The irony (and injudiciousness) of being forced to spend 15 years on the Sex Offender Registry for having committed an offense that can garner an adult retailer less than one year in jail is not lost on Sirkin.

"I've been thinking about filing a motion for declaratory judgment," Sirkin admitted. "The new law could be facially overbroad because it certainly creates a chilling effect, and it would be overbroad in the same way as the Free Speech Coalition case dealing with the [Child Pornography Prevention Act's criminalization of] "appears to be," so I think this in some ways is comparable to that. I feel incumbent to make the owners of adult businesses that I represent be aware of it, and also, they need to explain it to all their employees, who are really the ones who'll be on the front line about this."

Aside from the reporting requirements, one of the biggest problems with being compelled to register as a sex offender is residency.

"Sec. 2950.034. (A) No person who has been convicted of, is convicted of, has pleaded guilty to, or pleads guilty to a sexually oriented offense or a child-victim oriented offense shall establish a residence or occupy residential premises within one thousand feet of any school premises or preschool or child day-care center premises," the new law reads.

Why someone convicted of selling a non-child-porn obscene DVD should be forced to live at least 1,000 feet from where children go to school or day-care is unclear, and the law itself provides no rationale for it. Moreover, wherever the registrant decides to live will go into an official database ... along with information about their DNA, fingerprints, criminal history, Social Security number, driver's license, vehicle ownership, school attendance, email addresses, business and occupational licenses, a description of their offense and a photograph and physical description of the registrant. All of this may be accessible to others via the local sheriff's website, and the sheriff is required to send notice of a registrant's address to all apartment house managers and condo owners association within 1,000 feet of that address, to any school principal, day-care center administrator and youth organization leader within the county, and to any resident who shares a common hallway with the registrant.

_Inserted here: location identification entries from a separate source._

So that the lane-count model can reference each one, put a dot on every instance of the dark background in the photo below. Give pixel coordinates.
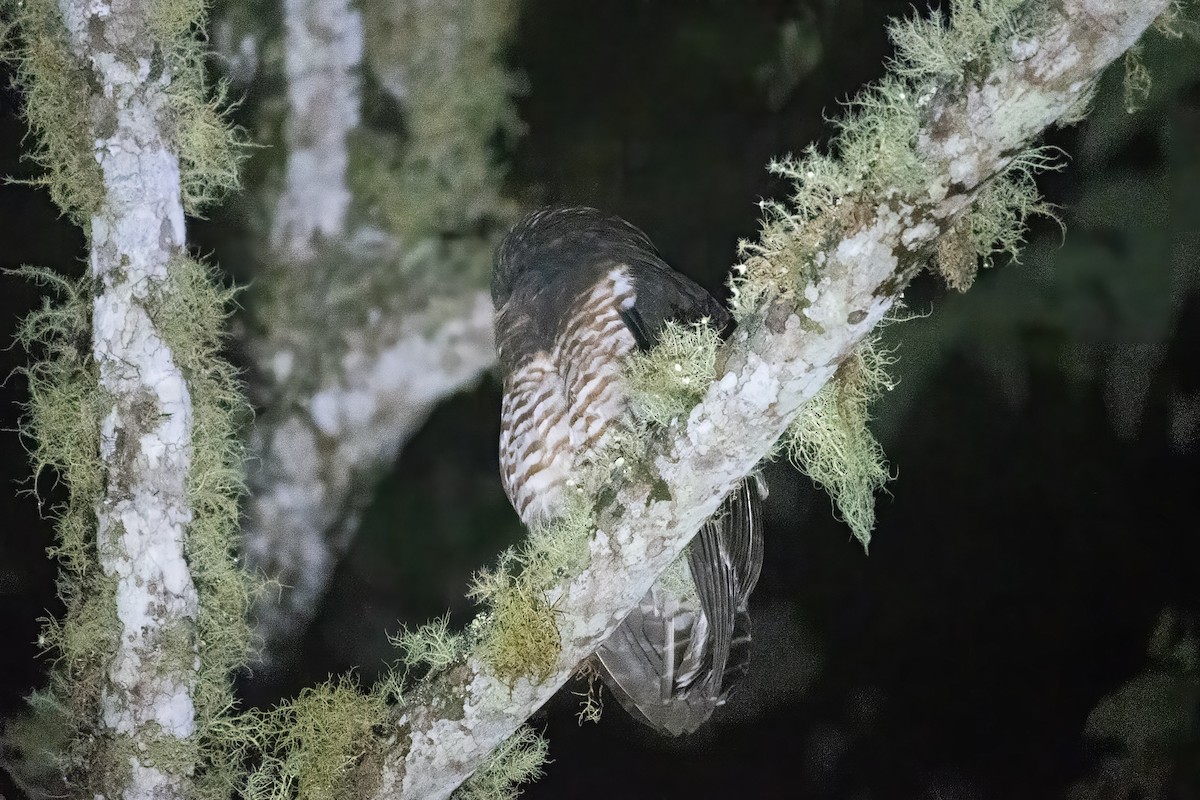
(1044, 507)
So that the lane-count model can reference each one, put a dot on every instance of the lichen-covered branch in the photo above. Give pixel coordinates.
(915, 156)
(372, 305)
(139, 425)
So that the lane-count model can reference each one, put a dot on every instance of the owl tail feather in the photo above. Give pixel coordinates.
(678, 655)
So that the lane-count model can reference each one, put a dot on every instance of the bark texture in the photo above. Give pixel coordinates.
(786, 348)
(145, 435)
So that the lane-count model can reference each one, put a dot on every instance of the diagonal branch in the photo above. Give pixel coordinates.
(791, 341)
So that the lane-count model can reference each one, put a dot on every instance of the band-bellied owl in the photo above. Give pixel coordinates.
(575, 292)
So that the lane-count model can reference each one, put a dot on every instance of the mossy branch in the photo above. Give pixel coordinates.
(912, 160)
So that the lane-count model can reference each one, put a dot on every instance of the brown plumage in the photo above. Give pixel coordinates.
(575, 292)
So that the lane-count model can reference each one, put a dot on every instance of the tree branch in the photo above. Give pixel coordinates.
(147, 433)
(381, 246)
(790, 342)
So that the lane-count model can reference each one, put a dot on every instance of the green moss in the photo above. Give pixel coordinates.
(431, 645)
(832, 444)
(666, 382)
(58, 90)
(519, 759)
(976, 40)
(190, 311)
(309, 745)
(57, 98)
(61, 427)
(517, 635)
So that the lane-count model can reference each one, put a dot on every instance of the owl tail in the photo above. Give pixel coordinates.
(678, 654)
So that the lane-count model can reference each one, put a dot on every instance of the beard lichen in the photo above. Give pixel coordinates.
(831, 440)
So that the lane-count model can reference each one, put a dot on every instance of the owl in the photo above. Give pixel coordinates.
(575, 292)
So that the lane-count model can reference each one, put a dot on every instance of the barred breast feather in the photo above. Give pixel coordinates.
(576, 292)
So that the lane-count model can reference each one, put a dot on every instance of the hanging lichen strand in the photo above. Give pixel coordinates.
(131, 403)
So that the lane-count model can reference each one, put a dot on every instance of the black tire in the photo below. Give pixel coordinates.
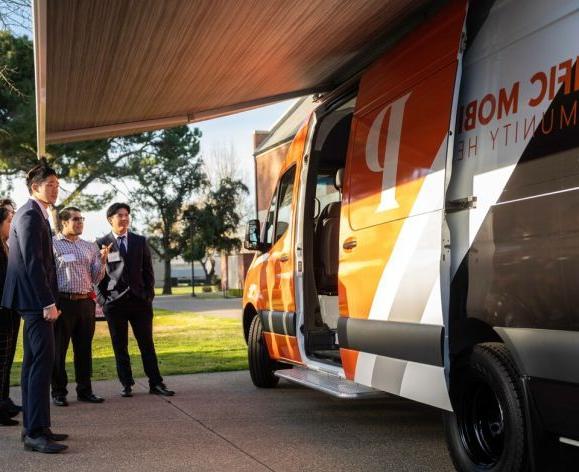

"Some states require that [sex offenders] live so many feet from schools, parks, etc.," noted attorney Clyde DeWitt, "and that's a big issue. If you do a Google search about this, you'll find there's some states where there has been litigation about this, where they've said you need to be 500 feet from this and this, kind of like adult businesses, and the sex offender says, 'Well, wait a minute; I can't live anywhere except on the top of a mountain somewhere.'"

"Registration is bigger than the scarlet A," Sirkin asserted. "I just think it's cruel and unusual punishment, but more than that, I think it creates a prior restraint and a chilling effect, and I think people, when they find out what the potential of that is – I mean, the fear of even the conviction of going to jail is enough to cause some people some problems, but now to add onto that the potential of registration, I just think is unbelievable."

At this time, Ohio is the only state that AVN has been able to determine has enacted such a law, but all states must do so by July 27, 2009 or risk losing 10% of their federal law enforcement grant funds.

"I think it's a serious concern and we need to get proactive about it," Sirkin warned.